As stated by Mike Norman, SDSC’s director, “gathering data is easy. In fact, it’s so easy it’s exceeding our capacity to validate, analyze, visualize, store and curate. And, many of our critical scientific problems can only be solved by harnessing this data.” Integrating the methodologies of mathematics, statistics, visualization, and computer science, data scientists can address the Big Data challenge. PACE is nurturing a rich collaborative learning environment for this Big Data research community to share knowledge and to learn critical data analysis tools that discover patterns and relationships in data that may contribute to valid predictions. Predicting future trends and behaviors – from the epic to the everyday – allows for proactive, knowledge-driven decisions.

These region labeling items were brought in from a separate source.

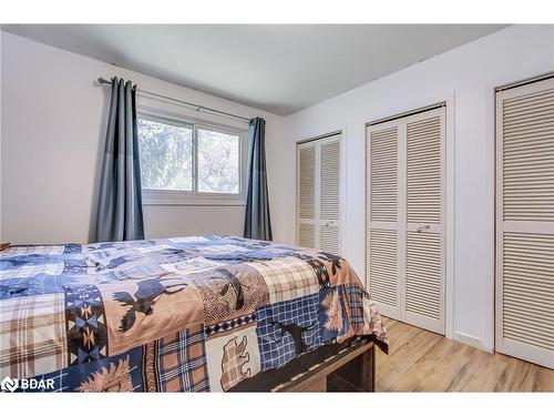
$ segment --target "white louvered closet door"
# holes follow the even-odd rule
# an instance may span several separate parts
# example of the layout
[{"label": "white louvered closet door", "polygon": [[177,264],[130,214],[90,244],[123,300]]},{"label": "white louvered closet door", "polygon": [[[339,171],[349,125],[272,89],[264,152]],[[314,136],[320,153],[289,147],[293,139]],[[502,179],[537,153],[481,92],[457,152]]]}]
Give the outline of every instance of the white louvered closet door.
[{"label": "white louvered closet door", "polygon": [[321,140],[319,155],[319,248],[340,255],[340,140]]},{"label": "white louvered closet door", "polygon": [[298,148],[298,230],[297,241],[316,248],[316,146]]},{"label": "white louvered closet door", "polygon": [[298,245],[341,254],[341,135],[298,145]]},{"label": "white louvered closet door", "polygon": [[444,334],[444,108],[368,126],[367,272],[381,313]]},{"label": "white louvered closet door", "polygon": [[367,262],[371,296],[379,311],[401,319],[399,263],[398,123],[368,126]]},{"label": "white louvered closet door", "polygon": [[444,108],[406,119],[406,322],[444,334]]},{"label": "white louvered closet door", "polygon": [[554,368],[554,79],[496,93],[496,349]]}]

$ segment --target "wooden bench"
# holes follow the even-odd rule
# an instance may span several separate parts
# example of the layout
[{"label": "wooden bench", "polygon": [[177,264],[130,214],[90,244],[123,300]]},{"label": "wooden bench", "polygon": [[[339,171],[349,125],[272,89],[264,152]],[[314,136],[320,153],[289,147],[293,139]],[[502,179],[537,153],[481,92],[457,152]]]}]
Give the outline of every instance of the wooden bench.
[{"label": "wooden bench", "polygon": [[375,392],[375,381],[376,346],[365,342],[341,349],[271,392]]}]

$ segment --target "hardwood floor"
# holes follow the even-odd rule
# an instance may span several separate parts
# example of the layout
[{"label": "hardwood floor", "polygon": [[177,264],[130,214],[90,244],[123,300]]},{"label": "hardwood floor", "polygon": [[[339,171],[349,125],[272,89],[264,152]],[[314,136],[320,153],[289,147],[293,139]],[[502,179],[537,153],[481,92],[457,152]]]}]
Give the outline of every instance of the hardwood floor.
[{"label": "hardwood floor", "polygon": [[554,392],[554,371],[384,318],[390,354],[377,354],[377,392]]}]

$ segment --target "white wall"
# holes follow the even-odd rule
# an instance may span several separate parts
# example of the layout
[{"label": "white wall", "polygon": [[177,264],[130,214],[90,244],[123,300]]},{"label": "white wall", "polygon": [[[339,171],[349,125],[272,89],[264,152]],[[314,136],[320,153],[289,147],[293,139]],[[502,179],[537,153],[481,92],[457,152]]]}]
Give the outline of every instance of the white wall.
[{"label": "white wall", "polygon": [[[494,87],[554,70],[554,27],[510,27],[310,106],[268,143],[276,239],[295,240],[295,143],[343,130],[347,160],[345,256],[365,276],[365,124],[448,100],[454,125],[453,293],[450,335],[492,349],[494,273]],[[452,150],[452,149],[451,149]],[[452,235],[451,235],[452,236]]]},{"label": "white wall", "polygon": [[[267,122],[267,140],[276,141],[279,134],[280,116],[11,33],[0,35],[2,242],[90,240],[110,93],[109,88],[96,87],[98,77],[123,77],[147,91],[247,118],[260,115]],[[145,99],[137,101],[141,105]],[[144,207],[147,237],[240,235],[243,215],[243,206]]]}]

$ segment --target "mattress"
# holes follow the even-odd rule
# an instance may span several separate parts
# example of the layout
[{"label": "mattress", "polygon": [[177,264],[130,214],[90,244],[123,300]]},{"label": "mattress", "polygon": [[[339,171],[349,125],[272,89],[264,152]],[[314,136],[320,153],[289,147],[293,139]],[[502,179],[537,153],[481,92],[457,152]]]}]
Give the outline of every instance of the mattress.
[{"label": "mattress", "polygon": [[0,252],[10,389],[236,390],[360,336],[387,349],[352,267],[320,251],[198,236]]}]

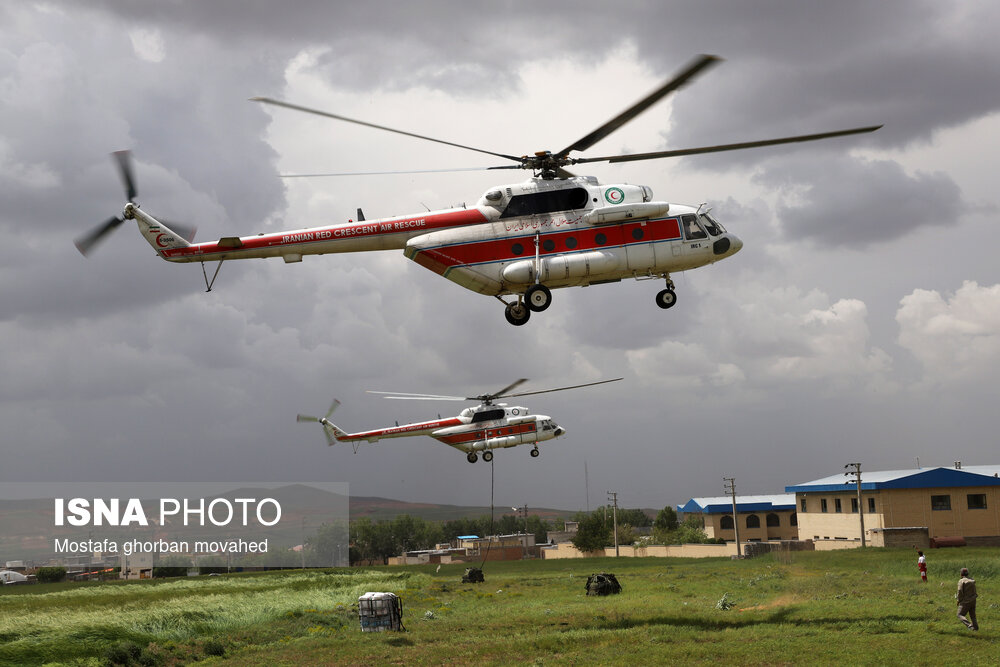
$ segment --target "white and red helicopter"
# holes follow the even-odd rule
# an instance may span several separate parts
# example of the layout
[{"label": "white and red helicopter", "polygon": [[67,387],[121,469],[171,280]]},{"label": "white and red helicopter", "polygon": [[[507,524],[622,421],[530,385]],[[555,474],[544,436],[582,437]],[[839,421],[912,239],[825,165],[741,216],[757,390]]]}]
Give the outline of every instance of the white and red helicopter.
[{"label": "white and red helicopter", "polygon": [[559,426],[547,415],[531,414],[528,408],[523,406],[508,406],[506,403],[494,403],[498,398],[515,398],[518,396],[533,396],[535,394],[547,394],[553,391],[565,391],[567,389],[579,389],[581,387],[592,387],[608,382],[618,382],[622,378],[611,380],[601,380],[599,382],[588,382],[587,384],[577,384],[571,387],[557,387],[555,389],[542,389],[540,391],[524,391],[512,394],[514,389],[521,386],[527,379],[521,378],[500,391],[492,394],[481,394],[479,396],[440,396],[436,394],[408,394],[388,391],[370,391],[370,394],[391,394],[385,398],[409,401],[480,401],[480,404],[465,408],[457,417],[448,417],[413,424],[397,423],[388,428],[377,428],[370,431],[359,431],[358,433],[347,433],[336,424],[330,421],[330,415],[340,405],[340,401],[334,401],[323,417],[312,417],[309,415],[299,415],[296,421],[318,422],[323,427],[323,435],[326,436],[328,445],[333,446],[338,442],[349,442],[354,446],[354,453],[357,454],[358,447],[364,442],[377,442],[383,438],[407,438],[414,435],[429,435],[435,440],[440,440],[446,445],[465,452],[465,458],[469,463],[479,460],[479,452],[482,452],[484,461],[493,460],[494,449],[504,449],[507,447],[517,447],[518,445],[534,445],[531,455],[538,456],[538,443],[546,440],[558,438],[566,433],[566,429]]},{"label": "white and red helicopter", "polygon": [[[670,204],[653,199],[644,185],[601,184],[593,176],[566,170],[590,162],[632,162],[700,153],[814,141],[865,132],[881,125],[819,134],[799,135],[738,144],[703,146],[603,157],[571,157],[590,148],[707,67],[715,56],[696,58],[651,94],[590,134],[552,153],[538,151],[520,157],[464,146],[412,132],[289,104],[271,98],[255,101],[285,107],[417,139],[484,153],[514,162],[483,169],[530,169],[534,176],[521,183],[490,188],[474,206],[428,211],[414,215],[366,220],[292,231],[230,236],[192,243],[192,235],[141,211],[135,203],[135,180],[127,152],[116,153],[128,203],[113,217],[79,238],[87,254],[106,234],[125,220],[135,220],[156,253],[169,262],[198,262],[210,291],[222,263],[233,259],[281,257],[300,262],[306,255],[373,250],[402,250],[406,257],[466,289],[496,297],[504,303],[507,321],[522,325],[532,312],[552,303],[551,290],[659,278],[665,289],[656,295],[660,308],[676,303],[671,274],[712,264],[737,253],[743,242],[702,206]],[[431,171],[467,171],[442,169]],[[399,173],[399,172],[383,172]],[[358,174],[299,174],[346,176]],[[217,262],[209,279],[206,262]],[[504,297],[514,297],[505,300]]]}]

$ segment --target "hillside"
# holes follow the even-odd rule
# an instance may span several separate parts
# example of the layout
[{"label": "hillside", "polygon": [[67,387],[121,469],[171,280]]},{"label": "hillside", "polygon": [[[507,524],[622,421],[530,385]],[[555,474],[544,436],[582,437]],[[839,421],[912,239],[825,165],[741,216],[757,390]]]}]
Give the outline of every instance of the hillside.
[{"label": "hillside", "polygon": [[[451,519],[476,518],[489,516],[489,506],[440,505],[434,503],[413,503],[391,498],[375,496],[351,496],[351,518],[368,517],[372,521],[392,519],[400,514],[420,517],[425,521],[449,521]],[[504,505],[494,509],[496,516],[513,514],[510,507]],[[546,507],[528,507],[528,513],[543,519],[571,519],[576,510],[558,510]]]}]

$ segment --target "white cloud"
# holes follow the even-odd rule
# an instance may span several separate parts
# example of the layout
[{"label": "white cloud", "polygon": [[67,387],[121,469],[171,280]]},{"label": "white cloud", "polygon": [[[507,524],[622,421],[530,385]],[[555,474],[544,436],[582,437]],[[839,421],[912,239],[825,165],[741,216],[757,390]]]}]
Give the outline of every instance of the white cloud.
[{"label": "white cloud", "polygon": [[135,28],[129,30],[128,37],[132,41],[132,50],[140,60],[159,63],[167,57],[166,44],[163,41],[163,34],[159,30]]},{"label": "white cloud", "polygon": [[950,298],[916,289],[896,312],[899,344],[922,364],[924,386],[966,384],[1000,363],[1000,284],[966,281]]}]

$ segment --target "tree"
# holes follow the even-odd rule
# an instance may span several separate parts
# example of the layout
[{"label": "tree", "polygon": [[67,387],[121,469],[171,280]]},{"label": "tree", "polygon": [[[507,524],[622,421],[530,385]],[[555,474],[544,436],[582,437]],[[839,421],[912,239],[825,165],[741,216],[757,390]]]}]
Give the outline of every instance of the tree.
[{"label": "tree", "polygon": [[649,526],[653,523],[649,515],[640,509],[618,508],[618,525],[628,524],[630,526]]},{"label": "tree", "polygon": [[677,512],[670,505],[660,510],[656,515],[656,520],[653,522],[653,528],[665,532],[677,530],[677,525]]},{"label": "tree", "polygon": [[64,567],[40,567],[35,570],[35,579],[40,584],[50,584],[62,581],[66,578],[66,568]]},{"label": "tree", "polygon": [[598,509],[591,514],[577,515],[576,535],[571,542],[580,551],[597,551],[611,544],[611,526],[604,522],[604,510]]},{"label": "tree", "polygon": [[307,564],[313,567],[340,565],[340,559],[347,555],[348,530],[344,522],[324,523],[314,535],[306,540]]}]

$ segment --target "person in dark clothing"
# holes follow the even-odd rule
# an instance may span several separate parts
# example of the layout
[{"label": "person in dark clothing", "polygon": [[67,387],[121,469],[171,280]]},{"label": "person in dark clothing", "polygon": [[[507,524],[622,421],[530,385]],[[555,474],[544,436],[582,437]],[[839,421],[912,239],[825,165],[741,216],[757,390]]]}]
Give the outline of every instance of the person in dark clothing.
[{"label": "person in dark clothing", "polygon": [[962,578],[958,580],[958,592],[955,598],[958,600],[958,620],[965,624],[970,630],[978,630],[979,623],[976,622],[976,580],[969,577],[969,568],[963,567],[960,573]]}]

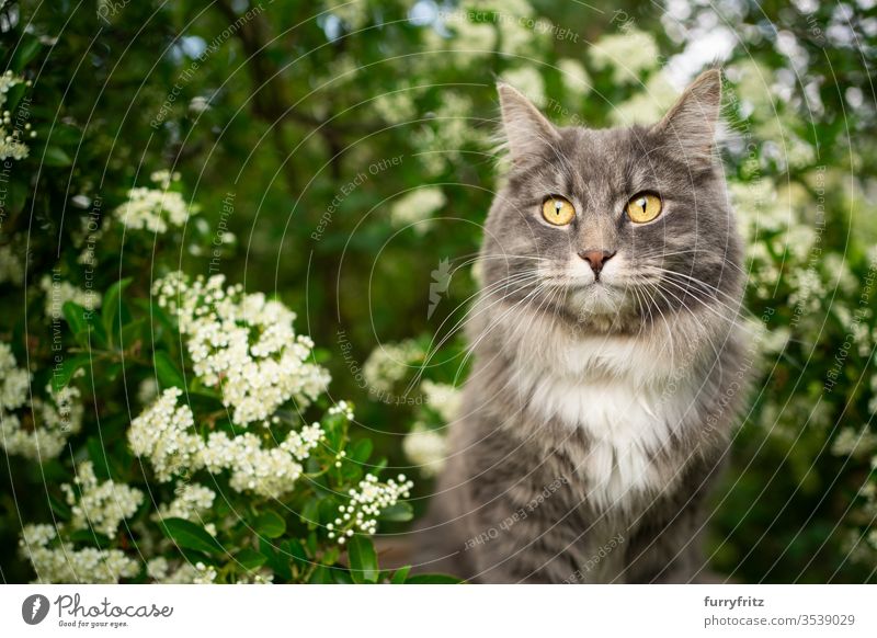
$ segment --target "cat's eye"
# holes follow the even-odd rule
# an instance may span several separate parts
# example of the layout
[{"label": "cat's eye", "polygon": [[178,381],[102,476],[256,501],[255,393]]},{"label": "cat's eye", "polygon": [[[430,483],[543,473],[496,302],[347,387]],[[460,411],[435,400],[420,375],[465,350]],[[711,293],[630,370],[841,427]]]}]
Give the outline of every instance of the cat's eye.
[{"label": "cat's eye", "polygon": [[576,207],[568,200],[551,195],[542,205],[542,216],[548,224],[566,226],[576,217]]},{"label": "cat's eye", "polygon": [[646,224],[661,214],[661,198],[654,193],[639,193],[627,203],[627,216],[634,224]]}]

The PACE series of boot camps are designed to provide professionals in business enterprises and scientific communities with the skills critical to design, build, verify, and test predictive data models. Data mining –– the art and science of learning from data –– covers a number of different procedures. This hands-on course emphasizes key learning techniques: decision trees, numeric prediction, clustering, Bayesian learning, artificial neural networks (ANNs), support vector machines (SVMs), etc. Workshop participants will have access to a comprehensive set of data mining tools available on SDSC’s Gordon, one of the world’s most powerful supercomputers with 300 Terabytes of flash memory. Moreover, with access to this computing resource, participants will be able to sharpen their skills, apply data mining algorithms to real data, and interpret the results.
For industry to be competitive in the global marketplace it must have access to the human and technological resources that increase capacity and productivity. PACE aims to offer an exemplary data-mining program renowned for educating and training 21st century data scientists.